Nginx sub_filter trick
Fortunately, I found a simple solution, albeit a little ugly. I added the following filter to the default.conf configuration in Nginx :
sub_filter "/mgoblin_media/media_entries/" "https://storage.googleapis.com/MY-GCS-BUCKET/media_entries/";
sub_filter_once off;
In my installation, Nginx worked as a proxy between MediaGoblin and the end user. The above directive tells Nginx to search and replace all of MediaGoblin's HTML responses before passing them on to the end user. Nginx replaces all relative paths to MediaGoblin media files with URLs from Google Cloud Storage.
For example, MediaGoblin generates HTML like this:
<video width="720" height="480" controls autoplay>
<source
src="/mgoblin_media/media_entries/16/Michael-riding-a-bike.mp4"
type="video/mp4">
</video>
Nginx changes the response:
<video width="720" height="480" controls autoplay>
<source
src="https://storage.googleapis.com/MY-GCS-BUCKET/media_entries/16/Michael-riding-a-bike.mp4"
type="video/mp4">
</video>
Now everything is working out as expected:
Nginx rewrites responses from MediaGoblin so that clients can request media files directly from the Google cloud storage
The best part about my solution is that it does not require any changes in the MediaGoblin code. Nginx's two-line directive seamlessly integrates MediaGoblin and Google Cloud, even though these services know absolutely nothing about each other.
Note : This solution requires files in Google Cloud Storage to be readable by everyone. To mitigate the risk of unauthorized access, I use a long, random bucket name (for example mediagoblin-39dpduhfz1wstbprmyk5ak29
) and verify that the bucket's access control policy does not allow unauthorized users to display the contents of the directory.
Final product
At this point, I had a complete, working solution. MediaGoblin happily ran in its own container on Google's cloud platform, so it didn't need to be patched or updated frequently. Everything in my process was automated and reproducible, allowing easy edits or rollbacks.

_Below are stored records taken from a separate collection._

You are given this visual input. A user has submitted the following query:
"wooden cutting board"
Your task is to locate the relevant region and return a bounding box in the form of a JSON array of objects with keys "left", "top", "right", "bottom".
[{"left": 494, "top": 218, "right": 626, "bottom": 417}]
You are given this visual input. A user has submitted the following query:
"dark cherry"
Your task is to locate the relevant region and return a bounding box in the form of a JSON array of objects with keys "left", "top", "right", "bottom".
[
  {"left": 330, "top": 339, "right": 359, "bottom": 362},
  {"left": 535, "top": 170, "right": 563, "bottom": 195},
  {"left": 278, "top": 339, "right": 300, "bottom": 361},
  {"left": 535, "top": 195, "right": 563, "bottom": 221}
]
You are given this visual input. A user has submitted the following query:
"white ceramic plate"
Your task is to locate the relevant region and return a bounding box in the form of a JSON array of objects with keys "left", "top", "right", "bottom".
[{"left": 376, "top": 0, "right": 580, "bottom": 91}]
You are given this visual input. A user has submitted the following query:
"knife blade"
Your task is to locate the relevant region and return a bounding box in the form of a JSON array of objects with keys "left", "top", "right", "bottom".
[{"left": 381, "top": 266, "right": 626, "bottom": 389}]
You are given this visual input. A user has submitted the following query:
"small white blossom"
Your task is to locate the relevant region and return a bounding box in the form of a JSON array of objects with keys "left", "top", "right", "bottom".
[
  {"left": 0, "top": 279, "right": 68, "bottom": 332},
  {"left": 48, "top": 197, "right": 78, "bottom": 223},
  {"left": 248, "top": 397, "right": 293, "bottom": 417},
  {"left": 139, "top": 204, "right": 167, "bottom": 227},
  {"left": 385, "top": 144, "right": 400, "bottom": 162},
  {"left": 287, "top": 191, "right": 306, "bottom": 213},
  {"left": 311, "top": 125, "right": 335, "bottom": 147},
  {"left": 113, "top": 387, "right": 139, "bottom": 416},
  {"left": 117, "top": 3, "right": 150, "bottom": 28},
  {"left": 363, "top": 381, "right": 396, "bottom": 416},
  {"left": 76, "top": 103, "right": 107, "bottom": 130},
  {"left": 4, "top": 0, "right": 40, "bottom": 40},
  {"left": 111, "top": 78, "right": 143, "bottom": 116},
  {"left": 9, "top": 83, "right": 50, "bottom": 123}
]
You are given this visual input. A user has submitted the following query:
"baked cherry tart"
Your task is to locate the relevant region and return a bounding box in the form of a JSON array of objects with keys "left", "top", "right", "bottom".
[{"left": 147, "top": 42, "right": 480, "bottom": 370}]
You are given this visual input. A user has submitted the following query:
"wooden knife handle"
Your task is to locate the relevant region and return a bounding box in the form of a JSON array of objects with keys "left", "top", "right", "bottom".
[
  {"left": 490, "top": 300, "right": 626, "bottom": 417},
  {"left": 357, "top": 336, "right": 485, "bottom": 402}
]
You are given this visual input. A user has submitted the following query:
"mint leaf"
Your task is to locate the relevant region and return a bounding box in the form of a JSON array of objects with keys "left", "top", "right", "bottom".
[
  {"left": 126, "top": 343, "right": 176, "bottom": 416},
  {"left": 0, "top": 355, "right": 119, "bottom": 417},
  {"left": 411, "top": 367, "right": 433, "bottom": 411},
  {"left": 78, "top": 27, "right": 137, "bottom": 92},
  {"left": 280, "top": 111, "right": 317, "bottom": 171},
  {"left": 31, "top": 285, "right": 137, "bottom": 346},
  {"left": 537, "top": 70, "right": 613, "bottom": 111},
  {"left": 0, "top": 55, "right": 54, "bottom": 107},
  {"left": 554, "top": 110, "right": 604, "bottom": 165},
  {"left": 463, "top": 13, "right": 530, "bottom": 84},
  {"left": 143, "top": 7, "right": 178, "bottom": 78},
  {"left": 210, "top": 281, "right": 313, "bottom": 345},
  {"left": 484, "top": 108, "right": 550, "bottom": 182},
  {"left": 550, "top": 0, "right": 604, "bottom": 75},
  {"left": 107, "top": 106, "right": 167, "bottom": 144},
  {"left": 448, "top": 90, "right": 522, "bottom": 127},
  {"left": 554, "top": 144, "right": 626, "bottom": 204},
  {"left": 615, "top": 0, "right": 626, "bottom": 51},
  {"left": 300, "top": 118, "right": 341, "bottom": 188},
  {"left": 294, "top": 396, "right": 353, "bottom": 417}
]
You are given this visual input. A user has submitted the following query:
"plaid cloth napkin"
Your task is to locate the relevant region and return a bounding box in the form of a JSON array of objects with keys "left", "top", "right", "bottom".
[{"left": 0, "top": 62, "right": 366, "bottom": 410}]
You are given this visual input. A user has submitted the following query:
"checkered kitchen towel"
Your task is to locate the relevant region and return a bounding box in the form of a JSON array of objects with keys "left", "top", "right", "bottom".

My family loved how easy it was to watch the video. With the above Nginx hack, video processing is now as fast as YouTube.
The preview screen looks like this:
Content of the Family Video Directory by the Featured
Tag Clicking the thumbnail displays the following screen:
Viewing a single clip on the media server
After many years of work, I was incredibly pleased to give my relatives the opportunity to watch our videos in the same user-friendly interface as on YouTube, as I originally wanted.
Bonus: cost reduction to less than $ 1 per month
You don't watch home videos often, only every few months. My family collectively generated about 20 hours of traffic in a year, but the server was running around the clock. I paid $ 15 monthly for a server that was down 99.7% of the time.
At the end of 2018, Google released the Cloud Run product . The killer feature was the launch of Docker containers so quickly that the application could respond to HTTP requests. That is, the server could remain in standby mode - and start only when someone wanted to access it. For infrequently launched apps like mine, costs have dropped from $ 15 a month to a few cents a year.
For reasons I can't remember anymore, Cloud Run didn't work with my MediaGoblin image. But with the advent of Cloud Run, I remembered that Herokuoffers a similar service for free, and their tools are much more convenient than Google's.
With a free application server, your only expense is data storage. Google's standard regional storage costs 2.3 cents / GB. The video archive is 33 GB, so I only pay 77 cents a month.
The cost of this solution is only $ 0.77 per month
Tips for those looking to try
Obviously, the process took a long time for me. But I hope this article helps you save 80-90% of your efforts to digitize and publish home videos. In a separate section, you can find a detailed step-by-step guide to the entire process, but here are some general tips:
- Save as much metadata as possible during the digitizing and editing phase.